We also hear her wonderful performance of "Can't Help Lovin' Dat Man"
from TILL THE CLOUDS ROLL BY (1946), and then see a scene from SHOW BOAT
(1951), in which the song is performed by Ava Gardner. Horne was originally
considered for the character played by Gardner, but rejected because of
her race. The difference between the two song versions is a hint of what
MGM lost with that decision.
On other occasions, the studio played fast and loose with musical numbers,
snipping them out and recycling them later. A split-screen technique is
used to show Cyd Charisse and Joan Crawford, both performing TWO-FACED
WOMAN. Charisse's version was cut from THE BAND WAGON (1953). It's slinky
and sexy. The same year, the song was re-used in Crawford's TORCH SONG,
where she performs it in an odd costume and "tropical" makeup. This version—the
one that was used—is grotesque. (The crowning detail is that neither actress
actually sang the song; it was dubbed for both movies by a singer named
India Adams.)
By using earlier versions of scenes that later made it into films,
the movie allows us to compare performances. Usually that means noticing
the differences. With Fred Astaire, it means noting the incredible similarities.
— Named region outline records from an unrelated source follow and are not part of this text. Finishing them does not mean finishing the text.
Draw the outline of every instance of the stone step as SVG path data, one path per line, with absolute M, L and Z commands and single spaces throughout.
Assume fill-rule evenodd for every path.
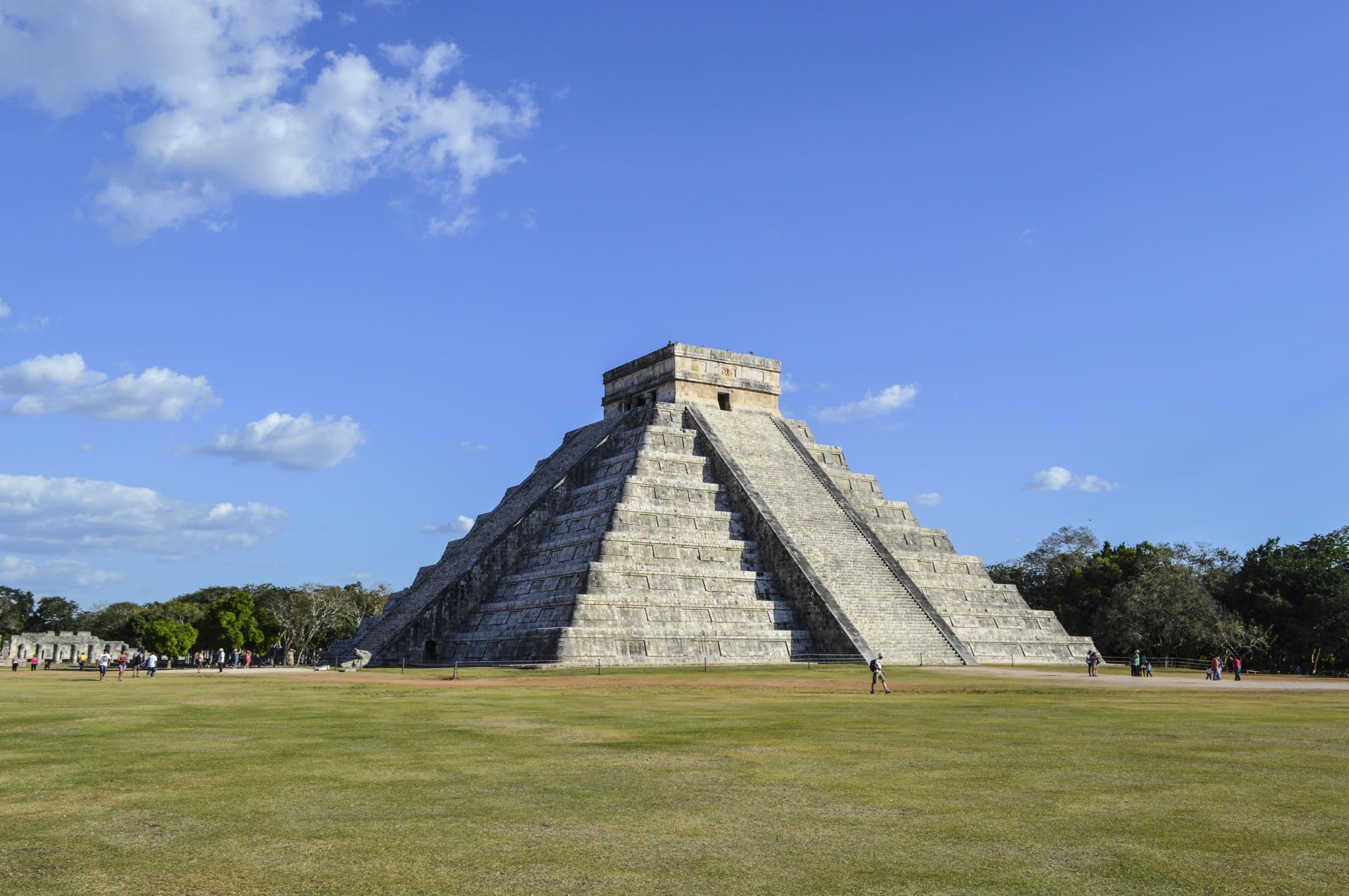
M 703 414 L 750 486 L 873 649 L 902 637 L 909 651 L 956 655 L 772 418 L 727 411 Z M 849 481 L 874 482 L 874 478 L 855 476 Z
M 523 594 L 521 597 L 499 598 L 484 602 L 483 609 L 536 609 L 549 606 L 575 605 L 603 605 L 603 606 L 656 606 L 656 608 L 693 608 L 693 609 L 769 609 L 773 612 L 791 612 L 792 605 L 780 597 L 764 594 L 728 594 L 693 591 L 565 591 L 552 594 Z

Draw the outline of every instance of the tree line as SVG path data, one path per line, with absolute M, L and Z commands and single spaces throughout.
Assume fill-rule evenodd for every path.
M 1035 609 L 1106 655 L 1241 656 L 1248 666 L 1349 668 L 1349 527 L 1245 554 L 1207 544 L 1102 543 L 1063 527 L 1027 555 L 989 566 Z
M 65 597 L 34 598 L 31 591 L 0 586 L 0 632 L 94 632 L 156 653 L 186 656 L 216 648 L 255 653 L 295 652 L 304 662 L 329 644 L 356 633 L 367 616 L 378 616 L 389 586 L 306 583 L 212 586 L 169 601 L 119 601 L 88 610 Z

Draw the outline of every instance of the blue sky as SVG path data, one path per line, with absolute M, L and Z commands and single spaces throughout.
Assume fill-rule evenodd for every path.
M 780 358 L 989 561 L 1344 525 L 1346 39 L 1336 3 L 0 0 L 0 582 L 401 587 L 670 340 Z

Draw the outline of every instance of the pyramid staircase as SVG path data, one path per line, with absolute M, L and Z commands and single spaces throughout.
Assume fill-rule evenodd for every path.
M 871 652 L 884 652 L 898 664 L 973 662 L 778 418 L 715 410 L 691 414 L 737 459 L 741 474 L 809 558 Z
M 919 524 L 905 501 L 889 501 L 874 476 L 849 469 L 843 449 L 820 445 L 801 420 L 782 420 L 857 513 L 877 534 L 916 590 L 981 663 L 1079 662 L 1090 637 L 1068 635 L 1052 610 L 1035 610 L 1014 585 L 989 578 L 983 561 L 960 554 L 944 530 Z

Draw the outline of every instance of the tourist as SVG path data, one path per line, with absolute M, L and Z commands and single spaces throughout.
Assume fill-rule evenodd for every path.
M 889 694 L 890 689 L 885 683 L 885 671 L 881 668 L 881 660 L 885 659 L 885 653 L 877 653 L 876 659 L 871 660 L 871 693 L 876 693 L 876 683 L 880 682 L 885 693 Z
Astaire filmed the song-and-dance number "I Wanna Be a Dancin' Man" for
THE BELLE OF NEW YORK (1952), wearing sport clothes. The studio decided
he would look better in formal clothes, and re-shot the scene. Watching
the two numbers side by side, we realize that Astaire was so perfectly
rehearsed and so disciplined that he was able to reproduce the earlier
dance routine down to the smallest detail—while seeming effortlessly improvisational,
of course.
Other stuff you will see here and nowhere else: scenes shot by Judy
Garland for ANNIE GET YOUR GUN before she was fired for personal problems
and replaced by Betty Hutton. Garland singing "Mr. Monotony," later cut
from EASTER PARADE. The "March of the Doagies" production number from THE
HARVEY GIRLS (1946). A Debbie Reynolds solo of "You Are My Lucky Star,"
cut from SINGIN' IN THE RAIN. A fabulous dance duet between Astaire and
Charisse, cut from BRIGADOON. And, from an MGM experiment with "novelty
acts," a musical scene involving a trio of female acrobats who did double-jointed
contortions while singing. (We don't need an explanation to figure out
why that one was cut.)
One of the most sparkling presences in the film is Esther Williams,
the swimming champion who starred in a series of incredibly successful
musicals shot on, and under, the water. She narrates documentary footage
to show how she and her co-stars were apparently able to do choreographed
swimming for entire musical numbers without ever taking a breath. It's
another co-host, Mickey Rooney, who most successfully evokes the atmosphere
at MGM's Culver City lot in those days. MGM, it was said had "more stars
than are in the heavens," and a talent-laden roster of producers and directors
to keep them busy. What is most remarkable, watching this time, is to reflect
that the studio was so rich in talent and imagination, even its outtakes
are worth seeing, half a century later.